China Infrastructure? Maybe Good, Maybe Not

Behind China’s $1 Trillion Plan to Shake Up the Economic Order,” (New York Times, May 13, 2017) profiles China’s massive infrastructure spending across Asia, Africa, and parts of Europe. China’s government has funded vast infrastructure projects across China extending now beyond its borders into Laos, Myanmar, Vietnam, Indonesia and beyond:

Chinese money is building power plants in Pakistan to address chronic electricity shortages, part of an expected $46 billion worth of investment.

Chinese planners are mapping out train lines from Budapest to Belgrade, Serbia, providing another artery for Chinese goods flowing into Europe through a Chinese-owned port in Greece.

The massive infrastructure projects, along with hundreds of others across Asia, Africa and Europe, form the backbone of China’s ambitious economic and geopolitical agenda… creating new markets for the country’s construction companies and exporting its model of state-led development in a quest to create deep economic connections and strong diplomatic relationships.

Whether these infrastructure investments become profitable and improve trade relationships, or languish unfinished and underused, will be revealed in the coming years and decades.

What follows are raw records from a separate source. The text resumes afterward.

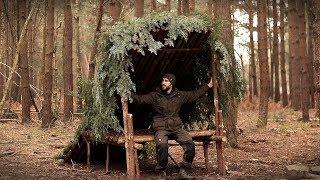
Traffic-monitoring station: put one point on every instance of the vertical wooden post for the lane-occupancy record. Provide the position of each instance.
(206, 153)
(136, 160)
(129, 143)
(219, 148)
(215, 89)
(218, 117)
(88, 154)
(107, 158)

Both governments and private  firms can spend tens of billions building infrastructure but in the wrong place, the wrong way, or at the wrong time.

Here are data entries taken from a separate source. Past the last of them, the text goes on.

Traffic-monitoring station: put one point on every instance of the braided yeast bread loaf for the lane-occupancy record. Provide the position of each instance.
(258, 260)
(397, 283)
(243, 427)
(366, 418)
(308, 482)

China-operated Gwadar Port in southern Pakistan

China-operated Gwadar Port in southern Pakistan

The privately-financed tunnel under the English Channel has been a success for users but not for investors. “Channel tunnel’s 20th birthday holds lesson on big projects,”(Financial Times, May 5, 2014):

As an ambitious engineering project with a price tag of billions that ran into complex difficulties, the Channel tunnel may hold lessons in the debate over the merits of other complex and expensive infrastructure projects in the making. …

“It’s a wonderful thing from which we’ve all benefited, apart from the people who paid for it to be built who lost substantially all their money,” said Douglas McNeill, investment director and analyst at Charles Stanley.

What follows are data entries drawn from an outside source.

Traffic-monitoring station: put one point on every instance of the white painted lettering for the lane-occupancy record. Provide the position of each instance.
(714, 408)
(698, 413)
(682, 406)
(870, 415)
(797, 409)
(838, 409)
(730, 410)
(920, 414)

“It’s a salutary reminder of the dangers of over-optimism when it comes to major infrastructure projects.”

China’s new infrastructure spending may help the hundreds of millions still impoverished in Laos, Pakistan, and nearby countries prosper from new roads, rail lines, and ports connecting them to the world economy. Or these investments may turn out to be over-optimistic or poorly conceived and designed, as many argue government-funded infrastructure has been within China over the last decade. “Why China keeps throwing trillions in investments down the drain,” (Fortune, December 1, 2014) reports:

The delivery rate of completed capital projects, which was 74-79% in the late 1990s, has now fallen below 60%. This implies that nearly 40% of Chinese investment projects are either not finished on time or not completed at all.

The even more alarming figure, which made headlines around the world, is that ineffective investment has cost China $10.8 trillion since 1997. Sixty-two percent of the wasteful investment—$6.8 trillion—was made after 2009, when China went on an investment binge to stimulate its economy.

How much spending by Chinese central and provincial government banks building  factories, housing, and infrastructure inside China over the last decade has been for good and how much poor investments? Only time will tell. Much depends upon returns earned from factories, housing, office buildings, railways, dams, coal, solar, wind power installations, ports and airports, and highways.

The next trillion dollars spent building transportation infrastructure across Asia, Africa and Europe will face similar market tests, as revenue generated may or may not pay for the cost of design and construction.